Yo permanecí callado en mi sitio, tan apabullado por la extrañísima figura que saltaron chispas de la almohada. Él, por su parte, se aposentó con cuidado a mi regazo.

-                           Supongo que no. – Continuó el desconocido mirando fijamente con su ojo iluminado - Supongo que tampoco te han contado lo que ha pasado hoy pero a estas alturas lo sabes muy bien, ¿me equivoco? En eso te pareces a mí, los dos sabemos sumar dos y dos. Nos adelantamos a los acontecimientos. Conserva eso, será siempre una ventaja: Conserva siempre la calma fría, planifica bien tus movimientos, vigila bien tus espaldas y guarda siempre un as en la manga para sorprender a tus enemigos en el momento más oportuno. La capacidad de organización, la visión de conjunto, es nuestra pequeña trampa al destino. No lo olvides.

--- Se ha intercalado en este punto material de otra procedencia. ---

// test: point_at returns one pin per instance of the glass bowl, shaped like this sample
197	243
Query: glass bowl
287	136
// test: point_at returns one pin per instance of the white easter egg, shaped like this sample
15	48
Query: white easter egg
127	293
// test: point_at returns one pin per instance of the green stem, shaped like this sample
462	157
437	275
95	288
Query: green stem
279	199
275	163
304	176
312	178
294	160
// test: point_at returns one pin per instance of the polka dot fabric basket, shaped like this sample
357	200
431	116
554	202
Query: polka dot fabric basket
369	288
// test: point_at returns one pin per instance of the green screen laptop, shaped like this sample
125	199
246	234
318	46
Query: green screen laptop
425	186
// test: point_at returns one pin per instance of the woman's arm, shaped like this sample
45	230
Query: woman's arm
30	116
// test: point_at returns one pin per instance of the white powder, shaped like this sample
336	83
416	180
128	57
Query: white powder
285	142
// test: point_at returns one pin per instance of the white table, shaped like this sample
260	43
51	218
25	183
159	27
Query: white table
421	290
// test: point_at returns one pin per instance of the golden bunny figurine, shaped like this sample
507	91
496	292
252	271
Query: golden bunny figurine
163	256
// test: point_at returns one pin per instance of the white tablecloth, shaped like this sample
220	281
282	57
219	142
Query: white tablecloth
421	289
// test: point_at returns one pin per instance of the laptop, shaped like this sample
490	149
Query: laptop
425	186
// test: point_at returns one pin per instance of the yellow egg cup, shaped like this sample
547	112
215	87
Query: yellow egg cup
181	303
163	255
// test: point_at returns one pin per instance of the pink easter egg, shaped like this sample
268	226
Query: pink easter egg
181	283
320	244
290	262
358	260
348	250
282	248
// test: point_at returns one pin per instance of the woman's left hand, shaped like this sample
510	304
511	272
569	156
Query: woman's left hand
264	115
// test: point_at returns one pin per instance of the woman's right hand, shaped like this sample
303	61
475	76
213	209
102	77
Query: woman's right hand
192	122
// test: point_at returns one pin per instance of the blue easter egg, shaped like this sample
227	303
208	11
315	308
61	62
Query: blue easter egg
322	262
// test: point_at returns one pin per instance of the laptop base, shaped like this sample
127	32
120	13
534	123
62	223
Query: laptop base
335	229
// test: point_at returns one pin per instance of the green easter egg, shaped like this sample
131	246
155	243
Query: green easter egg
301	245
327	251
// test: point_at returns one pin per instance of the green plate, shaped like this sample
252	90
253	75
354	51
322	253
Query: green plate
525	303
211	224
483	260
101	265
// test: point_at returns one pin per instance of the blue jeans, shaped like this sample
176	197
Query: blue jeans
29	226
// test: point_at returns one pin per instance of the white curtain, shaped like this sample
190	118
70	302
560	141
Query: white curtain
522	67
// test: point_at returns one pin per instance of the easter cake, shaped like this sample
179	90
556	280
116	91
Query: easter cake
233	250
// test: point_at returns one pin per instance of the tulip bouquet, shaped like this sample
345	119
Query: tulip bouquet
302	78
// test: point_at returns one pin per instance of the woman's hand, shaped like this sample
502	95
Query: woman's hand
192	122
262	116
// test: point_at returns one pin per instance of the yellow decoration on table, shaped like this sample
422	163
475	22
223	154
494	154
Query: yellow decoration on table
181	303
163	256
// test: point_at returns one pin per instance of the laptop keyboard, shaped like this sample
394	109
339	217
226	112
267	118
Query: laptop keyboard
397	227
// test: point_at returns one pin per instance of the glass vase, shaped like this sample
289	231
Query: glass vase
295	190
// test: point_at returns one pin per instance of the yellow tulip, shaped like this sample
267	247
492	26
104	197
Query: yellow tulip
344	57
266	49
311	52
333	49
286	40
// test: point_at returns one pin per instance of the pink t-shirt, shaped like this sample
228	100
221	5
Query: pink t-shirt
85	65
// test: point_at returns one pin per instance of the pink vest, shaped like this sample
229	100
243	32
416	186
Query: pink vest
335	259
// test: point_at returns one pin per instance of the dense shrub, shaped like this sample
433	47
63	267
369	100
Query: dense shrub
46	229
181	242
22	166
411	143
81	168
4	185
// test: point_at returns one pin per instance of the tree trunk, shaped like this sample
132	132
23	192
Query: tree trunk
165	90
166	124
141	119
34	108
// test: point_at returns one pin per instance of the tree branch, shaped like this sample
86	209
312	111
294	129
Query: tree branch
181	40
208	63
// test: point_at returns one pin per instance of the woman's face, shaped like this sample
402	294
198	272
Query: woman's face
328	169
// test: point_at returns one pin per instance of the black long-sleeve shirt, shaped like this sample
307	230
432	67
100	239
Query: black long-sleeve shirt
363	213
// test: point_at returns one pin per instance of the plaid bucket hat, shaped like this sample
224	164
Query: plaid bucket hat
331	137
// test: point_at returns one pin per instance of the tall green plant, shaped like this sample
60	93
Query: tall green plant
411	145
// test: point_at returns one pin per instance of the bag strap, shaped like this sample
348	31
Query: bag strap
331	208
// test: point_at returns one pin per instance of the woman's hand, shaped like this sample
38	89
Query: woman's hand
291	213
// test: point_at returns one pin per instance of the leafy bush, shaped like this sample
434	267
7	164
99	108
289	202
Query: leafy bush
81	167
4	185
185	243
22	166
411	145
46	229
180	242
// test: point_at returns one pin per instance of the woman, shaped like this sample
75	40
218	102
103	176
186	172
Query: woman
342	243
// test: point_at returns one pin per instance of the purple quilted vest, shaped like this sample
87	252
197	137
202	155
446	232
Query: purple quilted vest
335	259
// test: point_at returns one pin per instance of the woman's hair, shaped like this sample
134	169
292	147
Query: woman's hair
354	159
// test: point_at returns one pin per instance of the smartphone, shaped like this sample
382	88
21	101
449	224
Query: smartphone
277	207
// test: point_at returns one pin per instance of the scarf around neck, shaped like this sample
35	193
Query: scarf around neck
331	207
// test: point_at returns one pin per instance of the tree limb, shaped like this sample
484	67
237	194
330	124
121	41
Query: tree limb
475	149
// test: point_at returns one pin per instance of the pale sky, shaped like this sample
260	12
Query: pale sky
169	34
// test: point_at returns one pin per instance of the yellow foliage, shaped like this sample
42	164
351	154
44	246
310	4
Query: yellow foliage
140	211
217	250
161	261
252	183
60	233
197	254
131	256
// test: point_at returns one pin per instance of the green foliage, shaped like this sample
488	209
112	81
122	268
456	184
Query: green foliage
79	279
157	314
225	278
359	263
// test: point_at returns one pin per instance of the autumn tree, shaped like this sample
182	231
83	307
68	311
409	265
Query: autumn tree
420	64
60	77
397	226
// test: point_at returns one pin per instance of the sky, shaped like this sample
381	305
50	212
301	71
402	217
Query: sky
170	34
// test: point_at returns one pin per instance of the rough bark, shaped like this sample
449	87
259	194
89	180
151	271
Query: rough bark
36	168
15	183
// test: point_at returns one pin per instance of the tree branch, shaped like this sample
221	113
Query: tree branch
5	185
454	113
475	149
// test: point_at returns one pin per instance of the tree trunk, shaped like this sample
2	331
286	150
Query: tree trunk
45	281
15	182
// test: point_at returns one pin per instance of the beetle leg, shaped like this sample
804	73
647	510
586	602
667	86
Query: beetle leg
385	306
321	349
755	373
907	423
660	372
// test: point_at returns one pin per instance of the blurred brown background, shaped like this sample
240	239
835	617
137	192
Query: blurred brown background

Bien, como he dicho apenas tenía cuatro años cuando escuché esto, así que irremisiblemente me perdí al principio de la perorata. Si he logrado transcribirla debidamente es gracias a los ejercicios nemotécnicos que he aprendido recientemente, pero sobretodo en orden a un afán por clarificarlo todo, por explicar los acontecimientos sin ningún tipo de rodeos. Aunque la historia que pretendo narrar empezó 24 años mas tarde cada vez estoy mas seguro de que sus implicaciones se remontan bien lejos: Es necesario delimitar cual es la opinión que me merece mi padre para comprender cómo pude obrar según sus consejos cuando llegó la hora. Por que aquel espantoso desconocido, muy a mi pesar, era él, mi padre, cicatriz en ristre, cara de pocos amigos, pero mi padre al fin y al cabo. Permaneció en casa durante cuatro o cinco días mas y preparó todos los detalles del funeral, ahí terminó todo.

La siguiente ocasión que lo tuve cerca ya no pude verlo con vida. Su cadáver flotaba ante mí como un trozo de carne colgado antinaturalmente. En la sala del velatorio sólo estábamos nosotros dos, él y yo, pues había sido hombre de pocos amigos y nadie, ni la familia de mi madre, sabía algo sobre los suyos. Fue un hombre misterioso, apasionante, absorbente, que me hacía sentir raro; llevaba la vida entera planeando encuentros con él y justo cuando disponía de todo el tiempo del mundo para expresar mis sentimientos, para establecer contacto con su hermética personalidad, era demasiado tarde. Cierto es que podía gritarle al cadáver, pero esas cosas sólo suceden en las películas antiguas, nadie en su sano juicio entabla conversación con un difunto en cuerpo presente y yo no quería que los responsables de la funeraria me tomasen por loco, así que decidí centrarme en escrutar su rostro para buscar (con escaso éxito) algún punto en común que nos uniese. Por desgracia fui incapaz de reconocerme en esa cabeza larguirucha y demacrada, tan blanquecina y cenicienta que a duras penas dejaba entrever las arrugas. El trabajo de los embalsamadores resultaba encomiable, no cabe duda de ello, pero el cutis liso y poco cincelado de mi padre, adherido a la calavera de forma empobrecida, contrastaba con unas manos llenas de cicatrices y arañazos. ¿A qué se había dedicado este hombre? Su único legado había sido un revolver láser bastante anticuado y dos o tres baúles minimizados en un contenedor de bolsillo repletos de ropa cósmica y cachivaches que todavía no había examinado con detenimiento.

Por lo demás, de la enorme figura que recordaba cuando era niño poco quedaba ya. No era ni tan imponente ni tan alto, ni parecía tan amenazador ahí postrado, completamente inmóvil hasta la hora del crematorio.